Cahill disse que um projeto de lei relacionado a esse assunto tramita no Congresso, mas ele não atenderia totalmente a padrões internacionais de independência.
Afirmou ainda que o país deve abolir a prática de registrar assassinatos cometidos por policiais sob a classificação de "resistência seguida de morte". Esse recurso, afirmou, serviria apenas para evitar investigações imediatas e ajudaria a acobertar ações de maus policiais.

A Secretaria da Segurança Pública afirmou que embora a Anistia Internacional seja uma organização respeitável, suas declarações à BBC estão "equivocadas".
A pasta afirmou que o novo Secretário de Segurança Pública, Fernando Grella, determinou "reforço e atenção prioritária às investigações (dos assassinatos recentes), considerando-se todas as hipóteses nas apurações".

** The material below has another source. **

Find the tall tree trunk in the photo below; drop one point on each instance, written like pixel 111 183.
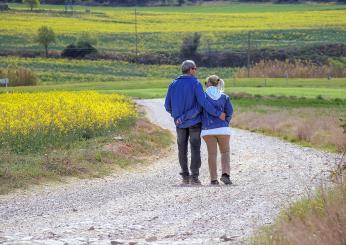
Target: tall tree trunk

Ele anunciou uma integração maior entre os diversos setores da polícia e reforços nas forças de seguranças "para garantir a obtenção de resultados satisfatórios à população".

O governo federal também tem sido omisso.

Faz mais de uma semana que a Secretária Nacional de Direitos Humanos tem sido estocada por cidadãos paulistas no Twitter. Mas ela é incapaz de criticar Alckimin ou de tomar qualquer ação decisiva contra a violência policial crescente em São Paulo.

A defesa dos Direitos Humanos é um valor constitucional fundamental da República. Como o governo Alckimin parece não ligar muito para este princípio, compete à União intervier para restabelecer a ordem e dar um basta à sanha assassina da PM (que tem agido como se fosse um verdadeiro grupo terrorista).

Não se combate o crime organizado estatal com palavras, mas com ações. A União pode e deve usar o Exército contra a PM de São Paulo. O governo federal tem o dever de obrigar qualquer unidade federativa a cumprir o preceito constitucional, inclusive recorrendo à força bruta se necessário for. Uma intervenção federal em São Paulo parece ser essencial e inevitável. É o que o povo de São Paulo exige. Apesar de ser sistematicamente apoiado por Folha, Veja e Estadão, que minimizam sua responsabilidade na crise de segurança paulista, Alckimin comanda um grupo terrorista e tem que cair em desgraça.